Wednesday, April 7, 2010
Crude
An oil company moves into your jungle home, sets up shop for 26 years, leaves, and your environment's polluted to hell. You dig beneath the ground and instead of soil you find toxic sludge. Your iridescent drinking water stinks like petrol and tastes rancid. Cancer rates in your village are through the roof and you can't afford medical treatment. Your culture and associated way of life has been drastically destabilized by industrial runoff and you've been seeking financial retribution from a dismissive multinational for a seemingly endless period of time. Joe Berlinger's well-rounded documentary Crude provides an intricate examination of the infamous Amazon Chernobyl case, wherein 30,000 Indigenous inhabitants of Ecuador have taken Chevron to court. Berlinger presents viewpoints from both sides, the Chevron reps claiming they cleaned up their mess (to the tune of 40 million) and that PetroEcuador (the company who took over production in the 90s) is to blame. The Indigenous plaintiffs recognize PetroEcuador's crimes and have a separate lawsuit on the back burner quietly steeping. But for now it's Chevron on the hook, sued for 27 billion, trying to justify their position by blaming the sharp increase in cancer rates on poor sewage treatment, claiming there are acceptable levels of hydrocarbons in the water, and boasting that their environmental record is spic and span.

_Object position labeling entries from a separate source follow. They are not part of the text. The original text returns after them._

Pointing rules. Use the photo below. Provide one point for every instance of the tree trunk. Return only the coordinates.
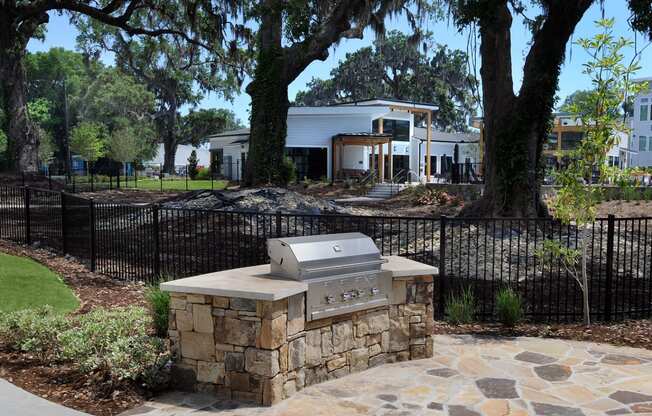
(23, 140)
(515, 127)
(269, 104)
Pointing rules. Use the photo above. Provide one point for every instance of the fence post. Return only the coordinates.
(279, 224)
(64, 246)
(93, 242)
(443, 284)
(28, 224)
(608, 296)
(157, 253)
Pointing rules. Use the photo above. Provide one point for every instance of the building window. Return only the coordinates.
(571, 140)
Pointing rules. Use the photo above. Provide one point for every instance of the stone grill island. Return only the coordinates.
(242, 334)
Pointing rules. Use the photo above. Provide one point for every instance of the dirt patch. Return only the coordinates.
(58, 382)
(633, 333)
(61, 384)
(93, 289)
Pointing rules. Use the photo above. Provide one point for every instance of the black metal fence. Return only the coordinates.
(145, 242)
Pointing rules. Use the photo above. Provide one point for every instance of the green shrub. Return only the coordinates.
(139, 358)
(33, 330)
(461, 309)
(115, 343)
(203, 174)
(159, 305)
(509, 307)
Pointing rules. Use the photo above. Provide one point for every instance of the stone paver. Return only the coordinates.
(15, 401)
(467, 376)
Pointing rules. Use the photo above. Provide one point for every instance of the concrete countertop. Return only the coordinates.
(256, 283)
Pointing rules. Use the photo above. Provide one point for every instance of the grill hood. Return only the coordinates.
(303, 258)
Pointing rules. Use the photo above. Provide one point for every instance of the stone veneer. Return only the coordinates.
(264, 351)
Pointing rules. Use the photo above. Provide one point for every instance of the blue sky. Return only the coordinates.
(61, 34)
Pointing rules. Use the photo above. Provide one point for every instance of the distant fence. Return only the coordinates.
(146, 242)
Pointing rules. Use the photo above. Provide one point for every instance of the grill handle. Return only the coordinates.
(342, 266)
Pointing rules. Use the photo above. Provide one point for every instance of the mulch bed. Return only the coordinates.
(59, 382)
(93, 289)
(633, 333)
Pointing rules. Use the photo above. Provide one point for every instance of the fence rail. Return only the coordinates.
(146, 242)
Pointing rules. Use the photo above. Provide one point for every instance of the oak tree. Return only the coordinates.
(516, 123)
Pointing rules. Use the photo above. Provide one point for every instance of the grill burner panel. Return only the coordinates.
(343, 272)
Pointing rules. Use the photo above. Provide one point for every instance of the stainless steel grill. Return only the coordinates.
(343, 272)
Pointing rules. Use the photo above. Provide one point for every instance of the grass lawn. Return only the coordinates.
(178, 184)
(25, 284)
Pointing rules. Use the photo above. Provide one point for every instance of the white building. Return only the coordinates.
(345, 140)
(639, 148)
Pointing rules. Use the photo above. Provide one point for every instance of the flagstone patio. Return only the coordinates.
(467, 376)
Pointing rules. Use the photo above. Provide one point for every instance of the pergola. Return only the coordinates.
(363, 139)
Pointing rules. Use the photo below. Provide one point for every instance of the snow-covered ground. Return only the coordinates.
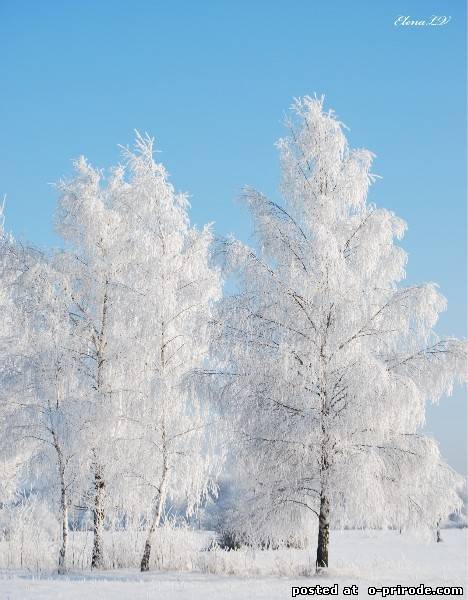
(363, 558)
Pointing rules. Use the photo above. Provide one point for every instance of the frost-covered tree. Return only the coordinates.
(41, 416)
(329, 359)
(95, 261)
(172, 458)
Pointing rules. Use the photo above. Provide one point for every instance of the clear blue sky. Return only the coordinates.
(211, 81)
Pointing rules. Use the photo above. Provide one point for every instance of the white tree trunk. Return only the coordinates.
(97, 559)
(144, 566)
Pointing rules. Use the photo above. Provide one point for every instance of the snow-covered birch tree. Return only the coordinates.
(329, 359)
(175, 460)
(95, 260)
(41, 416)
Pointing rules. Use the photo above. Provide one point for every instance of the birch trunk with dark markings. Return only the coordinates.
(97, 559)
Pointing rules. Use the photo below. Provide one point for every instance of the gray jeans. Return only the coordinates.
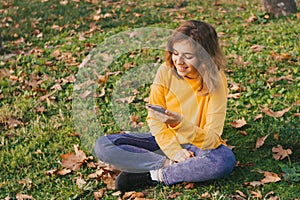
(139, 152)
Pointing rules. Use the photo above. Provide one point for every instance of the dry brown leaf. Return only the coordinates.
(256, 194)
(205, 195)
(270, 177)
(23, 196)
(243, 132)
(235, 95)
(74, 161)
(252, 18)
(261, 141)
(189, 186)
(63, 172)
(280, 153)
(256, 48)
(241, 194)
(254, 183)
(238, 123)
(276, 136)
(80, 182)
(280, 57)
(235, 86)
(271, 113)
(257, 117)
(174, 195)
(133, 195)
(128, 100)
(109, 180)
(98, 173)
(99, 194)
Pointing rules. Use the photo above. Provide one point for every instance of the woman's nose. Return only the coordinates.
(180, 60)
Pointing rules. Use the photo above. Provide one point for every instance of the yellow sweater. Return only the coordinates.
(203, 116)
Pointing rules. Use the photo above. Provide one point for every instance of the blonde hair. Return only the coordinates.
(211, 59)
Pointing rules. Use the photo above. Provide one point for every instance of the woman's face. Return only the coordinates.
(184, 58)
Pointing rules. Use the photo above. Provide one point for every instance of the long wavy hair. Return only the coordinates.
(204, 38)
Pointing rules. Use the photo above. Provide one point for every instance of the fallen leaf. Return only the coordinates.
(109, 180)
(235, 95)
(189, 186)
(280, 57)
(280, 153)
(270, 177)
(260, 141)
(25, 182)
(174, 195)
(252, 18)
(99, 194)
(80, 183)
(256, 48)
(297, 114)
(133, 195)
(256, 194)
(74, 161)
(63, 172)
(238, 123)
(205, 195)
(128, 100)
(243, 132)
(240, 193)
(271, 113)
(98, 173)
(257, 117)
(254, 183)
(23, 196)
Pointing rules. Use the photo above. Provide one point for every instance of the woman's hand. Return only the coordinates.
(169, 117)
(182, 155)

If you ask me, based upon Berlinger's filmic evidence as well as the testimony of Steve Donziger, Pablo Fajardo, and several local residents, Chevron must think we're drinking volcanic glasses of idiot juice if we're to believe their side of the story. They definitely cleaned up something, and drawing the line where Chevron's guilt ends and PetroEcuador's begins is complicated to say the least. But these people are suffering, they weren't suffering before Chevron (or Texaco) showed up, and they're living and breathing the effects of Chevron's environmental degradation day in and day out, period. Hopefully the international attention surrounding the case will help speed up the legal process so that these people can be justly compensated for the scurrilous and foul way they've been treated.